I riferimenti normativi citati dalla sentenza sono molteplici e includono:

  • Articoli 3, 111, 117 della Costituzione, che delineano i principi di uguaglianza, giusto processo e il rapporto con il diritto internazionale.
  • Articoli 611 e 628-bis, comma 4, del Nuovo Codice di Procedura Penale, che disciplinano rispettivamente la trattazione in camera di consiglio e il nuovo rimedio per le violazioni CEDU.
  • Articolo 36 del Decreto Legislativo 10/10/2022 n. 150 (Riforma Cartabia), che ha introdotto l'articolo 628-bis CPP.
  • Articolo 23, comma 8, del Decreto Legge 28/10/2020 n. 134 e Articolo 1 della Legge 18/12/2020 n. 176, che hanno fornito il quadro normativo per l'introduzione di tali riforme.

La scelta della trattazione in camera di consiglio per le richieste ex art. 628-bis CPP sottolinea l'intento del legislatore di creare un percorso processuale rapido ed efficace per porre rimedio alle violazioni CEDU, pur mantenendo la specificità del giudizio di legittimità della Cassazione.

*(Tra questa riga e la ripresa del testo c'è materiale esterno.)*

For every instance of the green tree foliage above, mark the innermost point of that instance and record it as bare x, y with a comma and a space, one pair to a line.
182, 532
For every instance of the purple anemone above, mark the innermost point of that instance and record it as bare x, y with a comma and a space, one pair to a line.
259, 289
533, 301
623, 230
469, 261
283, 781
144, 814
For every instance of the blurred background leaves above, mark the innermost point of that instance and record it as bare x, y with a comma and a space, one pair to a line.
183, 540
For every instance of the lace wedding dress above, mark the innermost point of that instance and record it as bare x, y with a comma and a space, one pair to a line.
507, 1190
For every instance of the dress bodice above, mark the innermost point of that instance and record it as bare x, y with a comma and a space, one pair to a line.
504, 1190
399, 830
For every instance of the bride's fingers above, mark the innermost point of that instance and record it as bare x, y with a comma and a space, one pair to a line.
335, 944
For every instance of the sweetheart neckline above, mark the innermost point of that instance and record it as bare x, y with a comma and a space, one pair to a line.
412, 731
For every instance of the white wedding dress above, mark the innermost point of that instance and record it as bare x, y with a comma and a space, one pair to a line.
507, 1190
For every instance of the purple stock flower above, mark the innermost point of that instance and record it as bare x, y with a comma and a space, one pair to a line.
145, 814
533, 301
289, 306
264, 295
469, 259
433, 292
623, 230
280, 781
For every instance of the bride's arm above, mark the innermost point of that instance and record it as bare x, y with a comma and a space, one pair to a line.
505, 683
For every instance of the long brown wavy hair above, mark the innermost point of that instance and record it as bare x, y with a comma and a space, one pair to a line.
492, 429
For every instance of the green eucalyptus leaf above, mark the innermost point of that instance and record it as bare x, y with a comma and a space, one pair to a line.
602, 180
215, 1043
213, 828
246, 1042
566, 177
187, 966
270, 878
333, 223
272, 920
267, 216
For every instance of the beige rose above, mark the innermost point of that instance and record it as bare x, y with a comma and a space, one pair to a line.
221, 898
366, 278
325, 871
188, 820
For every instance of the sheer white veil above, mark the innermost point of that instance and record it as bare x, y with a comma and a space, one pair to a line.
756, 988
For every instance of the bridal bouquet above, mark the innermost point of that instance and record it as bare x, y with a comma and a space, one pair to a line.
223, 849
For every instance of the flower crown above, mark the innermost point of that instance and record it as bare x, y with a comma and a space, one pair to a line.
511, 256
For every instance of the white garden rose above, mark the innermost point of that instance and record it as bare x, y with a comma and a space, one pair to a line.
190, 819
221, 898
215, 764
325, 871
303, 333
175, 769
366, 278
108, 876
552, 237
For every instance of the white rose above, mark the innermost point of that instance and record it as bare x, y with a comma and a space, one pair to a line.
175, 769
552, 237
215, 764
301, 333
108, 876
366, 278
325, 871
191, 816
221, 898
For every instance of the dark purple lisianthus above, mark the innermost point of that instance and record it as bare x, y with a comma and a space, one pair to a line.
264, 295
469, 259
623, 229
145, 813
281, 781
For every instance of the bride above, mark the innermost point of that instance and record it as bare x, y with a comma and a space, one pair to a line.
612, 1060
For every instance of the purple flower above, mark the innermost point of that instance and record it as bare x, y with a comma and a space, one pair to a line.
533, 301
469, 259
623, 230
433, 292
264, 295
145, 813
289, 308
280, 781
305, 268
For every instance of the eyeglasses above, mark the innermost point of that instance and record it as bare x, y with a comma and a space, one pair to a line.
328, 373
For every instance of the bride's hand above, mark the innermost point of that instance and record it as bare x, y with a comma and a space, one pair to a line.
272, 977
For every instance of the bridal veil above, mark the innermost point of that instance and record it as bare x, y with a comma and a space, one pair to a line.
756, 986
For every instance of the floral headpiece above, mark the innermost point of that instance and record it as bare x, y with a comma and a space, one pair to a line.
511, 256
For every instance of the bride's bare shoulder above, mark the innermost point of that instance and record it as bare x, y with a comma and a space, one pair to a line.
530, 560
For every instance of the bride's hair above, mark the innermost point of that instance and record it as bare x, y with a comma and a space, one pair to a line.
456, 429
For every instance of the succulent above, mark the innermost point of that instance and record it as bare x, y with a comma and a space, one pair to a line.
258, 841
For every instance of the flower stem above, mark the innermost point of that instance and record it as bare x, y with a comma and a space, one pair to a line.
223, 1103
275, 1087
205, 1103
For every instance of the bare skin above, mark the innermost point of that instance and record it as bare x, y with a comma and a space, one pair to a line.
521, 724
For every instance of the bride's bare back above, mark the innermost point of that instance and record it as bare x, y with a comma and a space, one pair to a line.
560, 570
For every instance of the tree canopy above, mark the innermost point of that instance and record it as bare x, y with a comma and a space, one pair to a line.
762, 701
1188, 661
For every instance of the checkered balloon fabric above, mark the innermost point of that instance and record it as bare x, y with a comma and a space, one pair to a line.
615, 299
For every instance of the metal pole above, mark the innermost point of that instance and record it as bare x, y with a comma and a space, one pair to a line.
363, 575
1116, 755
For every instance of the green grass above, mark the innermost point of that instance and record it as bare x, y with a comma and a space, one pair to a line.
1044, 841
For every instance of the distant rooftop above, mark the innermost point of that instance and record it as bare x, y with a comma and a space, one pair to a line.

Conclusioni: Un Passo Avanti nella Tutela dei Diritti

La Sentenza n. 30182 del 2025 della Corte di Cassazione rappresenta un tassello importante nel mosaico della tutela dei diritti fondamentali in Italia. Essa offre una chiara direttiva operativa per gli operatori del diritto, definendo con precisione le modalità di trattazione di un rimedio processuale innovativo e di grande rilevanza. Per i cittadini, questa pronuncia rafforza la fiducia nella capacità dell'ordinamento interno di conformarsi agli standard europei di giustizia, garantendo che le violazioni dei diritti umani, una volta accertate dalla Corte EDU, possano trovare una rapida ed efficace riparazione anche a livello nazionale. La chiarezza procedurale è, in questo contesto, garanzia di efficienza e certezza del diritto, elementi imprescindibili per un sistema giuridico moderno e rispettoso dei diritti dell'individuo.